Zack Granite – the 25 year old lefty swing OF who was traded just this month to Texas after being DFA’d by the Twins had a really nice hard hit 2B vs. a LHP. Never seen him before but looks like he’ll at least provide some solid organizational depth at the AAA level.
Christian Walker – the 27-year old righty slugger who always an Orioles top prospect and has seen action in parts of 4 MLB seasons is no longer blocked in Arizona by All-Star Paul Goldschmidt. He’s off to a hot start this Spring and had 2 hard hits today (see video below) to raise his average to .378. In 2017 he clubbed 34 homers and drove in 114 to lead the AAA Pacific Coast League. This guy could always hit and he just needed an opportunity. I love his swing (compact) and his path to the ball allows him to create really good backspin and carry. He only has really needed to work on his approach and I think given everyday AB’s with the Dbacks he’ll have a chance to hit 30 homers this year. This is a breakout candidate, you heard it here first.
Carson Kelly – the 24-year old top catching prospect who came over to the Dbacks in the aforementioned Goldschmidt deal this off-season has always been a been a little more hype than production for me. He was blocked in St. Louis by Yadier Molina and wasn’t sticking on the Major League roster as a back-up because he needed to get everyday AB’s in the minors. When he did come up he never really hit. I first saw him in High-A in 2015 when he was transitioning to catcher. The coaching staff raved about his work ethic, leadership and overall character. You can see that in the way he acts on the field. He’s turned himself into a solid defender behind the dish. There’s still some issues blocking (I saw him in Detroit last year with quite a few passed balls) because as a taller guy, he has some issues getting down quick enough. I do like how low and flexible he sits to receive pitches and you can tell he’s really worked hard and improved his pitch framing. He threw out a would-be-base-stealer with an absolute hose – about 1.85 on the money. That’s about as quick as you’ll see at any level of baseball in the world. I’ll give him a 4 on his defense now with the ability to be league average at peak, his arm strength and release will help that play-up a bit as well. His swing is still a bit too long/late trigger to do damage against better velo and when behind in the counts -but if he can improve his selectivity, and become a solid mistake hitter, he can end up being an everyday catcher at his peak. If not, with his leadership and defense behind the dish, he’ll still carve out a nice long career as a back-up.

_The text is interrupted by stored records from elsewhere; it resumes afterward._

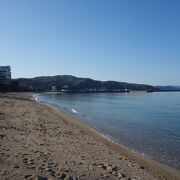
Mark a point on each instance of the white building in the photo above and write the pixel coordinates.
(5, 74)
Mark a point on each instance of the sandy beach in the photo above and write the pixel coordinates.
(38, 141)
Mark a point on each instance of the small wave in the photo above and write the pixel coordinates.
(74, 111)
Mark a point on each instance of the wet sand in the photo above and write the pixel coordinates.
(37, 140)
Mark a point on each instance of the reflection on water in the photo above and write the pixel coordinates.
(148, 123)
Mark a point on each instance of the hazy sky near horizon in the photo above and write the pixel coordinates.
(124, 40)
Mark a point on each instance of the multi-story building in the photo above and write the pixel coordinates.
(5, 74)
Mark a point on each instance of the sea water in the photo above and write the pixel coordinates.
(147, 123)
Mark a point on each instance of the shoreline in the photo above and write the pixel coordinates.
(144, 161)
(34, 129)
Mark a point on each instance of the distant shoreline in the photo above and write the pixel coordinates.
(134, 156)
(55, 138)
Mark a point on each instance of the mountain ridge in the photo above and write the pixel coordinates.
(73, 83)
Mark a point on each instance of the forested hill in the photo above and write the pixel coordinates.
(71, 83)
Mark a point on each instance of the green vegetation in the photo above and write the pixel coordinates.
(71, 83)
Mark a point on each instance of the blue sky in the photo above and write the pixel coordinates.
(124, 40)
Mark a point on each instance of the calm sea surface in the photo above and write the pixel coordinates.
(148, 123)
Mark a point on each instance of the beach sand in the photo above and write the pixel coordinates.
(37, 140)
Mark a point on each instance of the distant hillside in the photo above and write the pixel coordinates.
(71, 83)
(169, 88)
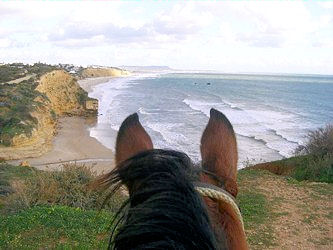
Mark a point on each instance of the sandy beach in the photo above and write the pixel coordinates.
(74, 144)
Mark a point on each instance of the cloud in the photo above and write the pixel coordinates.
(5, 43)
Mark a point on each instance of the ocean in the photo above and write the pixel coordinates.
(271, 114)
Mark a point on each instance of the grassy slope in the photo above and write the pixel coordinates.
(279, 212)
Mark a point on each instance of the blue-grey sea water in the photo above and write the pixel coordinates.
(271, 114)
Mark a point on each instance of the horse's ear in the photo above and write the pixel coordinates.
(219, 150)
(131, 139)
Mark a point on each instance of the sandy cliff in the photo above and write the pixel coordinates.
(63, 97)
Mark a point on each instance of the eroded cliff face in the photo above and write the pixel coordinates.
(102, 72)
(63, 96)
(63, 91)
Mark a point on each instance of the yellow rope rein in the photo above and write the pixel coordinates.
(221, 196)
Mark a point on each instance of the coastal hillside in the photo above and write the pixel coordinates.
(29, 110)
(102, 72)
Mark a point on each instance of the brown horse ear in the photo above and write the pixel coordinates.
(131, 139)
(219, 150)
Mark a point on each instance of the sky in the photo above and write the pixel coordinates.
(226, 36)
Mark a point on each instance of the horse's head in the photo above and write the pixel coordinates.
(162, 193)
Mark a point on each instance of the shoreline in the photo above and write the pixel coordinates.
(73, 142)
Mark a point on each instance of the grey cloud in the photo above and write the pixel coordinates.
(110, 32)
(262, 39)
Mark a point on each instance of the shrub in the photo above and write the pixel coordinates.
(317, 162)
(67, 187)
(320, 142)
(315, 168)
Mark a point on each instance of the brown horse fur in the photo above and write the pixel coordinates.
(219, 158)
(131, 139)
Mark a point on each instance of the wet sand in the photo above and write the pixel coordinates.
(74, 144)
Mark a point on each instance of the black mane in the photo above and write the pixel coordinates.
(164, 211)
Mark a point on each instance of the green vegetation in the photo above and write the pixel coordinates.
(55, 227)
(68, 187)
(53, 209)
(9, 72)
(17, 101)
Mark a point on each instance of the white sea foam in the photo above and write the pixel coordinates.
(260, 125)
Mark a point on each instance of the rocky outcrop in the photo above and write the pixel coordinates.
(62, 96)
(102, 72)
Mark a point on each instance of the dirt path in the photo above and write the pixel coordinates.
(301, 213)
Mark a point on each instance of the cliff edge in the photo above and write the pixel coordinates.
(58, 94)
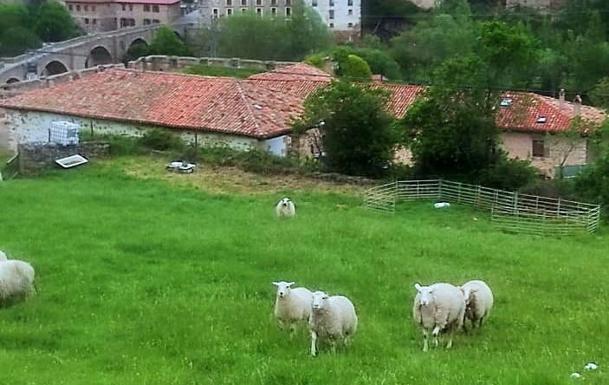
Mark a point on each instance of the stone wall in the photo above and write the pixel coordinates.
(34, 158)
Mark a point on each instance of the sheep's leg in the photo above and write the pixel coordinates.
(435, 333)
(425, 340)
(313, 343)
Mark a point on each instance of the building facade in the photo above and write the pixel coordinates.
(108, 15)
(342, 17)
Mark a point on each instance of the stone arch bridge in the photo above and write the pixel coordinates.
(75, 54)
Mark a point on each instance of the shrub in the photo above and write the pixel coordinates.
(161, 139)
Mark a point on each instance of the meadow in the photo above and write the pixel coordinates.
(166, 279)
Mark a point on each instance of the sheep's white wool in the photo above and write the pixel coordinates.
(292, 305)
(332, 319)
(285, 208)
(16, 280)
(478, 301)
(437, 308)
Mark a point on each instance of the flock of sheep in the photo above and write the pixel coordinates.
(16, 280)
(438, 309)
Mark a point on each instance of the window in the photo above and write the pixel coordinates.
(539, 148)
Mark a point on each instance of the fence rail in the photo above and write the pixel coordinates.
(509, 211)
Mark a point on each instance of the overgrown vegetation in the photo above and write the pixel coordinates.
(25, 27)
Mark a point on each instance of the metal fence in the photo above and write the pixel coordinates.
(509, 211)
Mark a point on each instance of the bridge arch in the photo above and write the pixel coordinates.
(54, 67)
(99, 55)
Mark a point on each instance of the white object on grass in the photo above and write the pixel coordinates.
(71, 161)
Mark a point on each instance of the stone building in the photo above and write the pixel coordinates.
(343, 17)
(108, 15)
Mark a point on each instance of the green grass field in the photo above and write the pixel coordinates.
(144, 281)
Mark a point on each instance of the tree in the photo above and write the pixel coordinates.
(166, 42)
(356, 131)
(53, 22)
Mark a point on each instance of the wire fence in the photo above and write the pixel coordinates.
(509, 211)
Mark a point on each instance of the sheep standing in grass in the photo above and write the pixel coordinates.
(292, 305)
(478, 302)
(285, 208)
(16, 281)
(438, 308)
(333, 319)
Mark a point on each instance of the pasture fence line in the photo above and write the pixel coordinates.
(509, 211)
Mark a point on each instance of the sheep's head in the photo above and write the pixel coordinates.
(425, 294)
(320, 300)
(283, 288)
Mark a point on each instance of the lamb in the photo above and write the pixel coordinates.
(292, 305)
(333, 319)
(16, 281)
(438, 308)
(478, 302)
(285, 208)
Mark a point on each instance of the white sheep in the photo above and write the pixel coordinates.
(285, 208)
(438, 308)
(16, 281)
(478, 302)
(292, 305)
(333, 319)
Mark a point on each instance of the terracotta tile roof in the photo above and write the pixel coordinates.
(531, 112)
(215, 104)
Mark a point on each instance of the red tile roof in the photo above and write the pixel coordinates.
(531, 112)
(215, 104)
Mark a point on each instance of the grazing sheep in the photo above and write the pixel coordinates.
(285, 208)
(438, 308)
(292, 305)
(16, 281)
(478, 302)
(333, 319)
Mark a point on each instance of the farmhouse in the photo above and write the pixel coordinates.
(257, 112)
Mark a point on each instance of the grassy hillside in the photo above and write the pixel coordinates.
(147, 282)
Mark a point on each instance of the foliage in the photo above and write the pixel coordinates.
(172, 284)
(161, 139)
(54, 22)
(357, 133)
(269, 38)
(205, 70)
(355, 68)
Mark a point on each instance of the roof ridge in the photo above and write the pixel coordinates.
(249, 108)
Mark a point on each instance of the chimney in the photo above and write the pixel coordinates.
(577, 105)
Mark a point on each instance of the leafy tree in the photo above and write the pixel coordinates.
(53, 22)
(356, 131)
(166, 42)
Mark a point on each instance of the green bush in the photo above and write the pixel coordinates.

Juniel Querecuto – the pudgy 27-year old 3B had 1 hit from each side of the plate today to raise his Spring average to .308. I can’t remember seeing Juniel before but he did have 11 AB’s with just 1 hit at the big league level for Tampa back in 2016. He’s at the right age to put it all together. I really liked how he hits the ball like he’s angry at it without getting too big. He’s got solid pitch recognition on top of that. Willie Calhoun could learn a few things form him.
Top Hitter Performance: Delino DeShields and Christian Walker
Top Pitcher Performance: Jeff Springs and Chris Martin
Most Intriguing Prospect: Carson Kelly
Biggest Takeaway: Apparently Matt Szczur’s name is pronounced “Ceaser” – I never knew this. Shoutout to the PA. I thought it was pronounced “Scherzer” before today. Oh, and if it isn’t apparent going to 5 different levels of games in a 48 hours span, I love baseball. Thanks dad.